Important: Missing/undefined state keys are treated as falsy. So state._shared.has_key == false returns true when has_key doesn't exist. This lets you gate on discovery flags without initializing them.

Fail-closed: Unrecognized expressions evaluate to false (surface hidden). This is intentional — unknown conditions should hide rather than show.

Design patterns

Gate state vs display state

Separate state keys used for gating (boolean flags like door_open, has_key) from state used for display (narrative text, inventory lists). Gate state drives enabled expressions. Display state drives view content.

# Gate state — controls what surfaces appear state._shared.outside = true state._shared.has_compass = true # Display state — shown inside surfaces via views state._shared.narrative = "You step outside into blinding sunlight..." state._shared.inventory = "dried herbs, iron key"

Additive composition

New surfaces and actions don't modify existing ones. To extend the world, register new actions, new views, add new surfaces to the _dashboard config. Existing surfaces remain unchanged.

Locality of reasoning

Each surface gates on simple, local conditions. A surface's enabled expression should reference 1-2 state keys at most. Complex multi-condition logic belongs in server-side CEL (action if expressions), not in surface visibility.

Repeatable actions

Actions like gather_wood or stoke_fire can be invoked multiple times. Use increment in write templates for counters. The action stays visible as long as its if condition holds.

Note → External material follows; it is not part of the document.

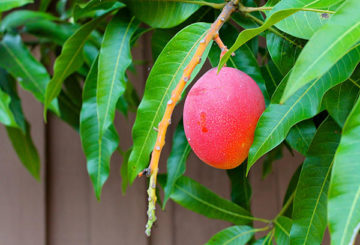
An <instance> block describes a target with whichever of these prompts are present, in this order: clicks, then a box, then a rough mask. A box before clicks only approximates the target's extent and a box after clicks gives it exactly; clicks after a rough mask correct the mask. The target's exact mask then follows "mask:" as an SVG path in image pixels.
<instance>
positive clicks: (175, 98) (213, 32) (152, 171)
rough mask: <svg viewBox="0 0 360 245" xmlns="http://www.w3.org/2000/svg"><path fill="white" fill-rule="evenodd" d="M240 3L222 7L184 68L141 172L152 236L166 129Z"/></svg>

Worked example: text adventure

A complete interactive fiction game using only state, actions, views, and surfaces.

State grain

at          — location identifier (string)
outside     — location flag (boolean, gates section visibility)
phase       — game phase (string: "room", "outside", "endgame")
door_open   — discovery flag (boolean)
has_key     — item flag (boolean)
narrative   — display text (string, shown via markdown surface)
inventory   — display text (string, shown via watch surface)
wood        — counter (number, incremented by gather_wood)
fire        — counter (number, incremented by stoke_fire)

Action with writes and gating

{ "id": "unlock_door", "description": "Use the iron key on the heavy door", "if": "state._shared.has_key == true && state._shared.door_open == false", "writes": [ { "scope": "_shared", "key": "door_open", "value": true }, { "scope": "_shared", "key": "narrative", "value": "The key turns with a satisfying click..." } ] }

Surfaces config

{ "title": "The Dark Room", "surfaces": [ { "id": "narrative", "type": "markdown", "view": "narrative" }, { "id": "status", "type": "view-grid", "views": ["fire-status", "wood-count", "location"] }, { "id": "room-explore", "type": "section", "label": "Explore", "enabled": "state._shared.outside == false", "surfaces": [ { "id": "room-actions", "type": "action-bar", "actions": ["look_around", "try_door", "examine_shelf"] }, { "id": "door-actions", "type": "action-bar", "actions": ["unlock_door", "go_outside"], "enabled": "state._shared.tried_door == true" } ] }, { "id": "outside-explore", "type": "section", "label": "Wilderness", "enabled": "state._shared.outside == true", "surfaces": [ { "id": "outside-actions", "type": "action-bar", "actions": ["gather_wood", "explore_path", "go_inside"] } ] }, { "id": "inventory", "type": "watch", "keys": ["inventory"], "label": "Inventory", "enabled": "state._shared.has_jar == true || state._shared.has_key == true" } ] }

Surfaces appear and disappear as the player progresses. No frontend changes needed — the entire game is driven by state mutations through actions.